Over a month ago I wrote about an incident that happened in 1998 when I was on a mission trip in Mongolia and we had no water. The other week I saw my friend Patty who was on that trip with me and it reminded me that I should finish the story.
Let me set it up again. Fifteen of us were on Jesus film project where we were showing the film in villages in the NW corner of the country. We were traveling with fifteen Mongolians and would split off for a week at a time with teams of five Mongolins and five Americans. For most of our time we were far outside of civilization. In fact there were no paved roads amout 20 km outside of the capital Ulaanbaater. Every day we traveled to a new town and along the way had to pump water from whatever source we could find.
Early on we were in an area north of the Gobi and were near a lake that was twice as salty as the ocean. We heard of a spring nearby and while the women on my team showed the film one afternoon, Chad and I went looking for it. We empty all of our water bottles and pumped water but once we tasted it we realized it was still very salty. We sheepishly told our teammates. Chad got the idea of adding Kool-Aid mix to it to make it bearable to drink.
My team started crying and saying we were gonna die because we had no water to drink. All I could think of was that this must have been how Moses felt. I didn't know where water was. We were just following the other jeep of Mongolians to go to the next town. It would have taken us five days by jeep to get back to civilization if you call Ulaanbaater that. And that would be a best case scenerio. I said (not out of great faith but more to get the focus off me failing as a leader), "surely God did not bring us out here to die. He will take care of us" And for some reason I added, "Maybe this is exactly what we need".
Well for several days we had nothing else. We all drank salty Kool-Aid. I think at least 4 of us had the 'd' too. But we later found a stream with a huge pool at the bottom of a waterfall and forgot about our trial.
Actually it was the next summer when I saw Patty at a conference and we exchanged Mongolian stories. She said 'can you believe we drank that salty Kool-Aid?' I had totally forgotten about it. It was not a month later that I was reading in a book and it said a primitive form of rehydration formula was 1 part water, 1 part salt and 1 part sugar. Salty Kool-Aid! I broke down weeping realizing that God not only had not deserted us but He was providing for what we needed but did not know we needed!!!! We had rehydration formaulas but we might not have used them because we were early in our mission trip. He knew what we needed and forced us to drink it. The next time I saw Patty I shared with her and another friend who was with us, Annette, what I read. They started weeping too.
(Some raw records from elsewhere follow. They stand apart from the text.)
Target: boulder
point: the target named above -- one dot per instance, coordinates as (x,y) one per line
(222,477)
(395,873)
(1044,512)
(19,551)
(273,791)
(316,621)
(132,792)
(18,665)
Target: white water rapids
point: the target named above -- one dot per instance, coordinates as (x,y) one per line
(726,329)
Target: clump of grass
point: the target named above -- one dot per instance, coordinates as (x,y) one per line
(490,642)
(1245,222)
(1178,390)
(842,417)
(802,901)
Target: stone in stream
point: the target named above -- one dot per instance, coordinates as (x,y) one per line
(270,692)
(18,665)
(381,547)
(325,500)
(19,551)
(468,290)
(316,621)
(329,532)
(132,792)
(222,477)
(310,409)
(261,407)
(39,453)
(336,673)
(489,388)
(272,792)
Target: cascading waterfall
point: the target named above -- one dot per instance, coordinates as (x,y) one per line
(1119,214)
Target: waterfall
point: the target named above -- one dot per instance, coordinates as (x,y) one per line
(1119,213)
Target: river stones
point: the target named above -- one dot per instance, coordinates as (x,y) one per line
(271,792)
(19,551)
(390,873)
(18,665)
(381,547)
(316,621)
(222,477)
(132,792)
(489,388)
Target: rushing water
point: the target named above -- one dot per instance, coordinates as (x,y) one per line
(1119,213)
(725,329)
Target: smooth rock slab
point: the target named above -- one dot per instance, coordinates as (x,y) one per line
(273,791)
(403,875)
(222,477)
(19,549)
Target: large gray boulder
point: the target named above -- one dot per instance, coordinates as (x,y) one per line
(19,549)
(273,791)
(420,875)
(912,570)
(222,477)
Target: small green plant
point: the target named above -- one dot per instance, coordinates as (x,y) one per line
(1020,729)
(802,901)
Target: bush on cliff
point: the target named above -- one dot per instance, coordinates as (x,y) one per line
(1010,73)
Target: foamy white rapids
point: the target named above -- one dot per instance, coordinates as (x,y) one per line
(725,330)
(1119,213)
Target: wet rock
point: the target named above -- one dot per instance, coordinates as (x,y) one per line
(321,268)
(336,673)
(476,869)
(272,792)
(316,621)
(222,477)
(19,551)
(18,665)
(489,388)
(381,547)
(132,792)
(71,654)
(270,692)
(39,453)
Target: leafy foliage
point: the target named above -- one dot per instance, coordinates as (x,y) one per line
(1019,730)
Patty and Annette later moved to Siberia to help launch a ministry in Irkutsk. Now Patty is preparing to go serve in another country that I can't mention alongside some Russians. She told me that often when she faced a trial in Irkustk she would think of this story and say, "I better be careful because maybe God is giving me salty Kool-Aid to drink."
I have to admit that my first response to trials is very much of the flesh. This weekend was very trying dealing with a sick family. I hope that I can like Patty pause and remember the time I was in the middle of no where and all I could muster up was 'surely God has not left us'. It might be salty Kool-Aid!